From: Henri Sivonen <hsivonen@iki.fi>
Date: Fri, 6 Mar 2009 14:20:13 +0200
To: Tim Berners-Lee <timbl@w3.org>
Cc: HTMLWG WG <public-html@w3.org>, RDFa mailing list <public-rdf-in-xhtml-tf@w3.org>, public-xhtml2@w3.org, "www-tag@w3.org WG" <www-tag@w3.org>
Message-Id: <EB2CAFB1-B7F9-4FD7-B670-AD9915E02D94@iki.fi>
On Mar 6, 2009, at 02:49, Tim Berners-Lee wrote:

> On 2009-03 -02, at 01:23, Henri Sivonen wrote:
>
>> I'm not suggesting change [to RDFa] for the sake of change. My  
>> interest here is keeping things so that text/html and application/ 
>> xhtml+xml can be consumed with a single namespace-aware application- 
>> layer code path using the infoset representation API of the  
>> application developer's choice given a conforming XML+Namespaces  
>> parser for that API and a conforming HTML for that API. That is,  
>> I'm interested in keeping the software architecture for consuming  
>> applications sane. I think language design that implies bad  
>> software architecture can't be good Web Architecture. The single  
>> code path architecture also precludes taking branches on version  
>> identifiers and such.
>>
>> Concretely, given the software architecture of Validator.nu (which  
>> is SAX2-based and pretty good architecture in the absence of RDFa),  
>> I couldn't add RDFa validation with the xmlns:foo syntax without  
>> either:
>> 1) Resorting to bad software architecture by implementing notably  
>> different above-parser code paths for text/html and XML.
>> OR
>> 2) Changing text/html parsing to map xmlns:foo to infoset  
>> differently from how already shipped Gecko, Opera and WebKit have  
>> mapped xmlns:foo in text/html to infoset (by considering how they  
>> map to DOM Level 2 and then by applying the DOM Level 3 to infoset  
>> mapping).
>
> Yes, the goal of having one code path on top of a namespace-aware  
> API is important.
>
> When one has a namespace-aware API, shame not to have the namespaces.
> What are the arguments against implementing xmlns: recognition in  
> *future* HTML5 parsers?

There are three different issues here:
  1) What are the arguments against implementing xmlns: recognition in  
such a way that xmlns:foo changes the way element and attribute names  
of the form foo:bar are mapped to the DOM/infoset by the parser? (RDFa  
doesn't need this.)
  2) What are the arguments against implementing xmlns: recognition in  
such a way that xmlns:foo is presented as a namespace mapping to the  
application layer without making it affect the way the parser maps  
element or attribute names of the form foo:bar to the DOM/infoset?  
(This would be sufficient to enable RDFa with the xmlns:foo syntax  
with one application-layer code path for text/html and XML.)
  3) What are the arguments against doing #1 or #2 for xmlns="..." also?

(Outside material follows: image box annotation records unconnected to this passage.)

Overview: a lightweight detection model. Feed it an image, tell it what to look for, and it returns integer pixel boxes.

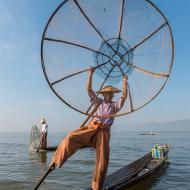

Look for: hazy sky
[0,0,190,131]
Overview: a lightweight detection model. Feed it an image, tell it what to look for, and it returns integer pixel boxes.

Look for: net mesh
[42,0,173,115]
[29,125,40,152]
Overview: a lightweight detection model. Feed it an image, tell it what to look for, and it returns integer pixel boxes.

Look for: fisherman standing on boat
[40,118,48,150]
[51,68,128,190]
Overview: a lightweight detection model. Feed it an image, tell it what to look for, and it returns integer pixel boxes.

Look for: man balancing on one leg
[51,68,128,190]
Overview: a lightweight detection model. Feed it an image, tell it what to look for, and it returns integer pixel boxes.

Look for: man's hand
[89,67,95,74]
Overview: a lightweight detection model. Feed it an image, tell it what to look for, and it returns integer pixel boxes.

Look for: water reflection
[126,162,169,190]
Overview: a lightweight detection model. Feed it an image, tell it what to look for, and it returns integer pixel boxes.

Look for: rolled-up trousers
[51,118,110,190]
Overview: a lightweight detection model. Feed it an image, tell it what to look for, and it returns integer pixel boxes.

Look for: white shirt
[42,123,48,133]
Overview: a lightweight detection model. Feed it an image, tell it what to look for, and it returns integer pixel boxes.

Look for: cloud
[39,98,53,108]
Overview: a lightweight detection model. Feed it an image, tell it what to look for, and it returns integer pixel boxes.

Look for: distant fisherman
[40,118,48,150]
[51,68,128,190]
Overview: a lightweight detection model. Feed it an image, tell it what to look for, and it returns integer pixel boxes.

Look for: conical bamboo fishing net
[41,0,174,116]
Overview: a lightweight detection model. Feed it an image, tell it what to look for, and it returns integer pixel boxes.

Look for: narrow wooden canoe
[40,146,57,151]
[86,146,170,190]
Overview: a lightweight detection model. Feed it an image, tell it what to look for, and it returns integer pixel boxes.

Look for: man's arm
[122,76,128,100]
[116,76,128,112]
[87,67,94,96]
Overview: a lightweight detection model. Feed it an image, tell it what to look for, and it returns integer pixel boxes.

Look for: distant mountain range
[117,119,190,132]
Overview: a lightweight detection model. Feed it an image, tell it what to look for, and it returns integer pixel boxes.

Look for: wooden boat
[86,145,170,190]
[40,146,57,151]
[140,131,157,135]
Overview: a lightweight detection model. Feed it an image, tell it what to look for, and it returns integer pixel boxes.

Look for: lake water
[0,131,190,190]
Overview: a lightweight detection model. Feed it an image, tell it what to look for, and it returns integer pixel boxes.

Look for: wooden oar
[34,102,101,190]
[37,134,43,153]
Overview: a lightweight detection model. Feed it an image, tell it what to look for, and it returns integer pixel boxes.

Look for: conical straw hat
[40,118,46,123]
[96,86,121,94]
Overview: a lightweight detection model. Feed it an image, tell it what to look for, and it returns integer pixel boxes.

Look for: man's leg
[92,129,110,190]
[51,127,96,167]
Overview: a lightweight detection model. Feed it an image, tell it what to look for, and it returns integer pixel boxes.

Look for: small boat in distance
[140,131,158,135]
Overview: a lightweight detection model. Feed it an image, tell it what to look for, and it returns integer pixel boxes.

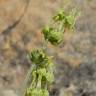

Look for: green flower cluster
[25,49,54,96]
[25,10,76,96]
[42,10,76,45]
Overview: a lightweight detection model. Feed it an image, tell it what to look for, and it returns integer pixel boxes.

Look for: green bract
[25,88,49,96]
[53,10,66,22]
[43,26,63,45]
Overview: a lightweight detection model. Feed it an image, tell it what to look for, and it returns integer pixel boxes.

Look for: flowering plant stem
[24,10,76,96]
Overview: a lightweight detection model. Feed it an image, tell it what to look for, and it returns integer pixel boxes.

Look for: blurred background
[0,0,96,96]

Others have in their replies focused on question #1. I'll address it  
also, but first, let's get #3 out of the way:

We can't let xmlns="..." change the way unprefixed element names are  
mapped to the DOM/infoset, because there are all sorts of xmlns="..."  
values out there even when pages depend on the elements getting the  
HTML treatment. Changing xmlns="..." to assign unprefixed names to  
arbitrary namespaces in text/html would Break the Web. (IIRC, Opera  
has previously experimented with this and found the change not  
feasible.)

IIRC, we can't let the xmlns="..." attribute itself be assigned to the  
"http://www.w3.org/2000/xmlns/" namespace in the DOM in text/html,  
because there is a CSS selector trick for using the mapping difference  
to detect whether a polyglot document got parsed as text/html or XML.  
(Sorry, this statement is based on a vague recollection. I don't have  
a proper reference for this.)

Onto question #1 then:

Changing how element and attribute names of the form foo:bar are  
mapped to the DOM/infoset is a problem, because there is already  
content out there that uses colonified pseudo-XML is text/html.  
Conceivably, existing content may also use DOM Level 1  
document.createElement() and setAttribute() to create such elements  
and attributes from script. Currently, such scripts create [namespace,  
local] pairs that are consistent with the parser-created [namespace,  
local].

Conceivably, existing content may also use CSS selectors to match  
against these elements or attributes. Currently, such selectors match  
predictably and consistently across different browser engines and  
across parser-created and script-created names.

(I say "conceivably" above, because I don't have the results of a  
crawl the Web at my disposal.)

If we changed how the parser maps such names to the DOM/infoset, the  
selectors in existing content would stop matching against previously  
matched parser-created names and selector matching would be  
inconsistent between parser-created names and DOM Level 1 script- 
created names.

Demo:
http://hsivonen.iki.fi/test/moz/selector-colon.html
http://hsivonen.iki.fi/test/moz/selector-colon.xhtml

In short, the deployment of pseudo-XML as text/html has poisoned text/ 
html in such a way that it harder to change to be more like real XML.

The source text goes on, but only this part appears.